The second experiment is the Ultraflex Next Generation Solar Array System. This is a high power, extremely lightweight solar array. “This could be used for a mission that needs significant power in a lightweight, deployable array, such as for solar electric propulsion, or it could also be used on the surface of planetary bodies,” said Stevens. “We are looking at increasing the specific power of the array to greater than 170 watts per kilogram on an array that has at least 7 kilowatts of power.”
The third experiment is the Environmentally Adaptive Fault Tolerant Computing System. “Here the objective is to use commercial off the shelf processors configured in an architecture that is fault-tolerant to single event upsets caused by radiation,” said Stevens. “We want to show that this is a robust design that can be used in space without having to use radiation-hard parts, because you get a significant increase in processing speed and capability over currently available radiation-hard processors.
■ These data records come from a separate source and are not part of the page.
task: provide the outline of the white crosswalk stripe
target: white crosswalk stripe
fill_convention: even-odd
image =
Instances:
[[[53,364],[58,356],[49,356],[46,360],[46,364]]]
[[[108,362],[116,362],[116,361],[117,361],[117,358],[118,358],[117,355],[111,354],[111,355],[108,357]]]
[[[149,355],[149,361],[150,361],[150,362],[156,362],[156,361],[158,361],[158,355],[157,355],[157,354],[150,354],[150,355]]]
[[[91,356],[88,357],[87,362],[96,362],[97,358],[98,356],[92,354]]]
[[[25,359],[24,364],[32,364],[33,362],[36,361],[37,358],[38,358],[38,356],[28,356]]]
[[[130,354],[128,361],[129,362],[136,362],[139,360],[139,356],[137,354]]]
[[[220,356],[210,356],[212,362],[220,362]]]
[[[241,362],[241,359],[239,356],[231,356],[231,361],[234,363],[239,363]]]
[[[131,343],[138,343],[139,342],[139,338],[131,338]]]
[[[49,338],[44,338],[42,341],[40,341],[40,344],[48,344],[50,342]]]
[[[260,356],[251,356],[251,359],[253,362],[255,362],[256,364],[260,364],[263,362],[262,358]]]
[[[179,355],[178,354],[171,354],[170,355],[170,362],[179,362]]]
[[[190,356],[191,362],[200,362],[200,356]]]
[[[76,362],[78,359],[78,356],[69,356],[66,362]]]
We want to reduce the costs with high reliability.” This can be used for processing science data on board a spacecraft, and for autonomous control functions.
The final experiment on ST8 is the Miniature Loop Heat Pipe Small Thermal Management System. “What we want to do here is to reduce the thermal constraints on small spacecraft design and manage heat and the need for cooling without expending significant amounts of power,” said Stevens. This system proposes to efficiently manage thermal balance within the spacecraft by taking heat where it is being produced by, for example, electronics, and provide it to other places in the spacecraft that need heat. It has no moving parts and doesn’t require power.
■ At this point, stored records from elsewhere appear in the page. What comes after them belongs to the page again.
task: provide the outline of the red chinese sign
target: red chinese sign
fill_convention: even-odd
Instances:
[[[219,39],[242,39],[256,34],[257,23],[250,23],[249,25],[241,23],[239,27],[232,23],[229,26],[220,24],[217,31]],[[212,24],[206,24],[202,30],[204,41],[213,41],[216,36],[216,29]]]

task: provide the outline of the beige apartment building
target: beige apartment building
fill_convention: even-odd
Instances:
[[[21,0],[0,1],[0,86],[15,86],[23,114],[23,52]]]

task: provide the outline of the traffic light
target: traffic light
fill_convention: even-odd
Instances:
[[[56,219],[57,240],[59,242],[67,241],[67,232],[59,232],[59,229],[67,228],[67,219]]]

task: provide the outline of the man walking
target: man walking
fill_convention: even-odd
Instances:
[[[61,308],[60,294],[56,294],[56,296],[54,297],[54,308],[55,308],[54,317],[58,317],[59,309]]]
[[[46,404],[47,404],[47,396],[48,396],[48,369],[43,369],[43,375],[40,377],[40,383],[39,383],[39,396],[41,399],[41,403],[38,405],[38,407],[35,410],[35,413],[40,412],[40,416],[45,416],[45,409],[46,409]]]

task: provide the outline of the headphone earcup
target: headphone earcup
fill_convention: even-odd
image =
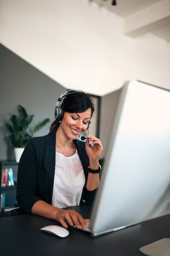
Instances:
[[[55,118],[59,121],[61,121],[64,116],[64,110],[61,106],[57,106],[55,109]]]

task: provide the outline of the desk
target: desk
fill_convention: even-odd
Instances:
[[[70,207],[88,218],[89,206]],[[28,214],[0,218],[0,255],[5,256],[141,256],[139,248],[170,237],[170,214],[93,238],[90,234],[68,228],[61,238],[40,228],[59,225],[55,220]]]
The ST8 mission should be ready for launch in 2008.
In July of 2005 NASA plans to announce the technology providers for the next NMP mission. ST9 will be an integrated system validation mission. There are five different concepts that we are being considered, and all five are regarded as areas of high priority for NASA. They are:
– Solar Sail Flight System Technology
– Aerocapture System Technology for Planetary Missions
– Precision Formation Flying System Technology
– System Technology for Large Space Telescopes
– Terrain-Guided Automatic Landing System for Spacecraft
All five concepts will be studied over the next year. Following the completion of these studies, one of the five concepts will be selected for ST9. Launch time will depend on which concept is selected, but is tentatively in the 2008-2009 time frame.
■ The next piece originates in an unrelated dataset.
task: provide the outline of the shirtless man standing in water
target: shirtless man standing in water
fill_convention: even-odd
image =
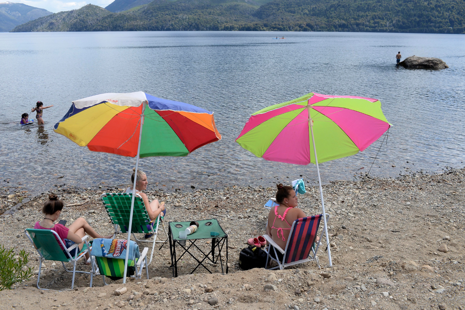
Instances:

Stevens has been with NMP since it was formed, and has been program manager for 3 years. He enjoys being able to demonstrate advanced technologies so that they can be incorporated into future missions. “It’s an exciting business, a very high risk business,” he said, “because advanced technology is so uncertain in regards to how long it will take and how much it will cost.” He said that the validation of the autonomous science spacecraft experiment has been especially rewarding. “The current Mars rovers are extremely labor-intensive, but NASA has not been willing to turn over the operation of a spacecraft to a software package, so I think this validation has been a major step.” Stevens said that his office has a technology infusion activity currently going on with the Mars program, looking at using this capability for future missions, like the Mars Science Laboratory rover, scheduled for launch in 2009.